Les sept séquences du parcours sont sept espaces singuliers ayant chacun son identité, parfois ouverts sur le paysage, parfois refermés sur eux-mêmes en rupture pour évoquer d’autre lieux ou d’autres préoccupations.

Les césures entre chaque entité donnent à voir le jardin et reconnectent les visiteurs avec la beauté du paysage polynésien. Au fur et à mesure du parcours de découverte de l’artiste, une fusion opère avec le paysage et l’âme tahitienne.

MUSÉE DE LA RÉSISTANCE

Le musée de la Résistance situé à Mussy sur Seine est un musée citoyen dont le rayonnement s’étend
à tout le territoire de l’Aube et au delà.

Le parcours est défini en 3 séquences :

• La séquence 1 : L’engagement
• La séquence 2 : La vie au maquis
• La séquence 3 : Les conséquences
de l’engagement.

Depuis la rue, le musée est un signal par son volume, par le matériau utilisé (l’acier cortène)
et constitue déjà un repère pour le public.

La notion même de Résistance résonne au présent et s’ancre dans l’actualité. La séquence 2 est la plus emblématique du musée et illustre le maquis par une atmosphère maîtrisée évoquant la clandestinité, l’action mais aussi la répression. Un campement de fortune est évoqué au cœur du maquis; la vie quotidienne est au cœur de notre préoccupation pour que cet espace permette au visiteur une immersion sensible et une compréhension éclairée de la vie au maquis.

HÔTEL DE LA MARINE

En 2014, les pouvoirs publics confient au Centre des Monuments nationaux l’Hôtel de la Marine, souhaitant pour la première fois ouvrir largement ce patrimoine exceptionnel au public, contribuant ainsi au rayonnement de la France.

Le parcours de visite se déploie au « bel étage », concentrant les espaces à la plus forte valeur patrimoniale, dans la logique de l’architecture classique du XVIIIe siècle.

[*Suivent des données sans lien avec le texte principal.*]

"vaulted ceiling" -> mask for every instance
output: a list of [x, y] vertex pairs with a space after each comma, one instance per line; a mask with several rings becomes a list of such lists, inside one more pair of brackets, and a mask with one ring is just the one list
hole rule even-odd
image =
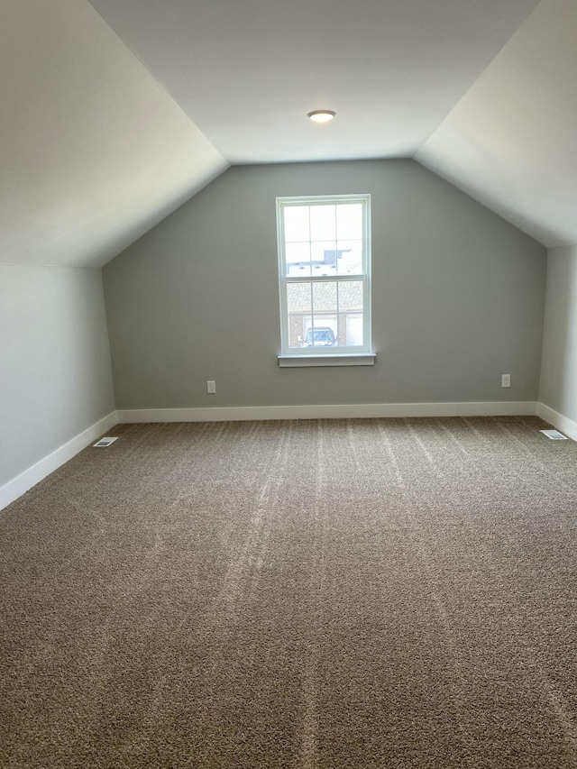
[[231, 164], [359, 158], [577, 243], [576, 34], [574, 0], [5, 0], [0, 263], [101, 265]]

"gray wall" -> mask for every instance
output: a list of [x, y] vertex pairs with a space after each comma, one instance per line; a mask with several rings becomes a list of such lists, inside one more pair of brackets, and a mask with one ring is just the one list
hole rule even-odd
[[102, 271], [0, 267], [0, 486], [114, 409]]
[[540, 400], [577, 422], [577, 246], [547, 255]]
[[[279, 369], [275, 197], [365, 192], [377, 364]], [[230, 169], [104, 270], [116, 407], [536, 400], [545, 256], [412, 160]]]

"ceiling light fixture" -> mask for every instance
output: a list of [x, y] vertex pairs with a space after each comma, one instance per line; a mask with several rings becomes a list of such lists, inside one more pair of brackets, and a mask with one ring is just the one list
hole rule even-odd
[[335, 114], [336, 113], [330, 109], [316, 109], [314, 112], [309, 112], [307, 117], [310, 117], [314, 123], [328, 123]]

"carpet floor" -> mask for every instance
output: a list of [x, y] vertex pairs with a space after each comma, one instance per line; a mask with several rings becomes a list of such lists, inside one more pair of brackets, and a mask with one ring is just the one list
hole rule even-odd
[[0, 513], [0, 765], [575, 769], [545, 426], [114, 428]]

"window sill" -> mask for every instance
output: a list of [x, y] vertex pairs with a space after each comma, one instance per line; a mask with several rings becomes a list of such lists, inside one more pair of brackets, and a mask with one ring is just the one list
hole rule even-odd
[[279, 355], [279, 365], [284, 368], [307, 366], [374, 366], [374, 352], [343, 352], [336, 355]]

Arc-en-Scène et Karine Chaunac rédigent deux scénarii de visite en son binaural :

« Siècle des Lumières » — une immersion dans les appartements, leurs usages et la société du XVIIIe siècle.

« Voyages dans le temps » — un récit sonore des événements marquants de l’histoire du bâtiment à travers plusieurs siècles.

MUSÉE BONNAT HELLEU

À la demande des architectes Brochet Lajus et Pueyo, Arc-en-Scène reprend le projet scénographique en phase PRO pour le musée Bonnat Helleu, qui rouvre ses portes sur la rue des Musées.

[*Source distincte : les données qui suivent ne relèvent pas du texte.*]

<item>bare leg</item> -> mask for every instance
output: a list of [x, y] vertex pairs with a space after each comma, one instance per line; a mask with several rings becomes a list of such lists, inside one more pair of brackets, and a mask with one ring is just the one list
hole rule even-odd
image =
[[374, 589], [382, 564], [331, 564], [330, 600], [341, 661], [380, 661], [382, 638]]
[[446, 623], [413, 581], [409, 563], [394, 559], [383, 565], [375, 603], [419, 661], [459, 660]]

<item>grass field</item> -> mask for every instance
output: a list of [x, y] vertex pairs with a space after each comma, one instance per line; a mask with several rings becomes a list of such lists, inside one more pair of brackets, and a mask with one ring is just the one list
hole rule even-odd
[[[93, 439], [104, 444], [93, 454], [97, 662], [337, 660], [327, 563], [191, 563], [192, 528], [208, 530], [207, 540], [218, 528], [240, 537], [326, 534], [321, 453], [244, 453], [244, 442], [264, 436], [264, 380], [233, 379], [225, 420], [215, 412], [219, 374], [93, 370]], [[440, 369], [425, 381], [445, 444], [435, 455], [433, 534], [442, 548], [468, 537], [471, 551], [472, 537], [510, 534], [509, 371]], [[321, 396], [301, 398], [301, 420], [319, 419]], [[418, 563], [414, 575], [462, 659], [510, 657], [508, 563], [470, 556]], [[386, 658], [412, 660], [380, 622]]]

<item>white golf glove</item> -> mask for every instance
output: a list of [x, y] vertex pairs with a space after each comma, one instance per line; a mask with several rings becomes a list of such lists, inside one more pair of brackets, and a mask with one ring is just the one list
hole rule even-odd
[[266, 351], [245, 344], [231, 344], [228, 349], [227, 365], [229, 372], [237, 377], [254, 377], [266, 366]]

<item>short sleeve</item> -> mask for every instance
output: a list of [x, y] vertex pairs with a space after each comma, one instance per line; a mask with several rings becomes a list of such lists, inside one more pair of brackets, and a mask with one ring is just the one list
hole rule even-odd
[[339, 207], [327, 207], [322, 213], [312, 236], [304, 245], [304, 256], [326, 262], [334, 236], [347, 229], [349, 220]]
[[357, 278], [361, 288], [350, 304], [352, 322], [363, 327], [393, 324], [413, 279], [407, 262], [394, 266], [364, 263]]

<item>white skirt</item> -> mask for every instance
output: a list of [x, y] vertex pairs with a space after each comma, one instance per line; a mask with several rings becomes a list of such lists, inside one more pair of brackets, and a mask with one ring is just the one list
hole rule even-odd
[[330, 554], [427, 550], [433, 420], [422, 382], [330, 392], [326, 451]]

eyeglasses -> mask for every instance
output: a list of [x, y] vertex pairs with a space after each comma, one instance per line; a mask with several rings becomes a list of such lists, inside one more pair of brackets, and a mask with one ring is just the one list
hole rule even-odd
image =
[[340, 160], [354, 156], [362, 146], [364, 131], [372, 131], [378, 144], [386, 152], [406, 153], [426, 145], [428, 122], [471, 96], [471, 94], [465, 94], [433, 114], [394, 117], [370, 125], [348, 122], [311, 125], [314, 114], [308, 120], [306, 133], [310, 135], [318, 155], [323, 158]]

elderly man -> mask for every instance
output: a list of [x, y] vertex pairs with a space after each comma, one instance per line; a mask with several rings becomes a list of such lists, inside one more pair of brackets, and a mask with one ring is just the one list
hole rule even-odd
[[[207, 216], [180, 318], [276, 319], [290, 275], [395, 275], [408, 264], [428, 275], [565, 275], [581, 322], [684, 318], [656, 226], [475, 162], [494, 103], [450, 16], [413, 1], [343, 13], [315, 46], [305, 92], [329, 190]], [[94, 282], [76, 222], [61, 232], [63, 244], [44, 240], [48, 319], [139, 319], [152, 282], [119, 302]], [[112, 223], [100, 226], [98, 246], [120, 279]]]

Le musée d’origine est complété dans sa géométrie conçue autour du patio central : une nouvelle salle majeure en balcon sur cour équilibre le parcours, à la place de l’amphithéâtre des années 50.

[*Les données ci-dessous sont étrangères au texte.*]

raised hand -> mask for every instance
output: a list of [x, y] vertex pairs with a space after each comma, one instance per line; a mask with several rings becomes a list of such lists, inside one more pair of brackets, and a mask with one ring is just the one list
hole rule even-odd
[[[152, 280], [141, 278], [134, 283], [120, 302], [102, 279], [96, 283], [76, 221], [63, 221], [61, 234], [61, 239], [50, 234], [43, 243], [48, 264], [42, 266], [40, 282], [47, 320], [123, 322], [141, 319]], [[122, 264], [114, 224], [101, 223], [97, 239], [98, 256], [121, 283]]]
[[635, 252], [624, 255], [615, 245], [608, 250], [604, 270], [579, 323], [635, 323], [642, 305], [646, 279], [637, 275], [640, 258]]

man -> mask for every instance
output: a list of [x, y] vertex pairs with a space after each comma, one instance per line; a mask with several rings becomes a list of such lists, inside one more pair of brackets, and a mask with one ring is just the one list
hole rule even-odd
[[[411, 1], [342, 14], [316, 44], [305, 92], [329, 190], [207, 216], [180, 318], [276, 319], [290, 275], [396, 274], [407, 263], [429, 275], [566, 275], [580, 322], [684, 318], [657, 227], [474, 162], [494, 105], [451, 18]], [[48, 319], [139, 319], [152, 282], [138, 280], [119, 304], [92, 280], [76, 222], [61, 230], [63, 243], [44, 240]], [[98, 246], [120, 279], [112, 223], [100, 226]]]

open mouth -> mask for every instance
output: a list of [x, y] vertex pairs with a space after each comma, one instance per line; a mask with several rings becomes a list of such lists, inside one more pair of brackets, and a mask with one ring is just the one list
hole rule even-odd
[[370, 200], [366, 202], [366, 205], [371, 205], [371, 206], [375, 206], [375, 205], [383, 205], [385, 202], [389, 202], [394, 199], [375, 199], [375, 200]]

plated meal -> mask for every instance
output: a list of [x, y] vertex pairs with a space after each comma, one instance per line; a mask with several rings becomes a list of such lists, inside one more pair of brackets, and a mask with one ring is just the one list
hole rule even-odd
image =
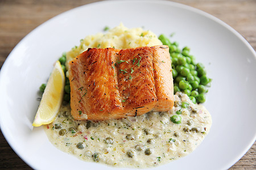
[[201, 143], [212, 125], [200, 104], [211, 79], [188, 47], [122, 24], [80, 43], [40, 88], [33, 125], [45, 125], [52, 144], [86, 162], [141, 168], [178, 159]]

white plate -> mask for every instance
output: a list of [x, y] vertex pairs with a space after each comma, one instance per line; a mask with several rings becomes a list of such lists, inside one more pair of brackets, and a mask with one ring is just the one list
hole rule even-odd
[[113, 27], [144, 26], [188, 45], [213, 79], [205, 104], [213, 125], [191, 154], [155, 169], [227, 169], [249, 149], [256, 136], [256, 54], [245, 39], [218, 19], [192, 7], [166, 1], [105, 1], [59, 15], [26, 36], [3, 65], [0, 76], [1, 130], [16, 153], [33, 168], [112, 169], [62, 152], [42, 128], [31, 124], [37, 91], [54, 62], [85, 36]]

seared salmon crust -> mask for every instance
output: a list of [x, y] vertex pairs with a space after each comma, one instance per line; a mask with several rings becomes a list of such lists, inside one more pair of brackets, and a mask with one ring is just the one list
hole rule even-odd
[[89, 48], [69, 63], [71, 113], [94, 121], [137, 116], [174, 105], [167, 45]]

Les visiteurs retrouvent le musée Bonnat comme si rien n’avait changé — et pourtant : les mosaïques réapparaissent, le parcours autour du patio des donateurs s’est épaissi, et la nouvelle salle majeure, inédite, paraît pourtant avoir toujours existé ici.

Des conditions favorables sont créées pour que s’établisse un dialogue entre les œuvres et le public, pour un apprentissage du regard.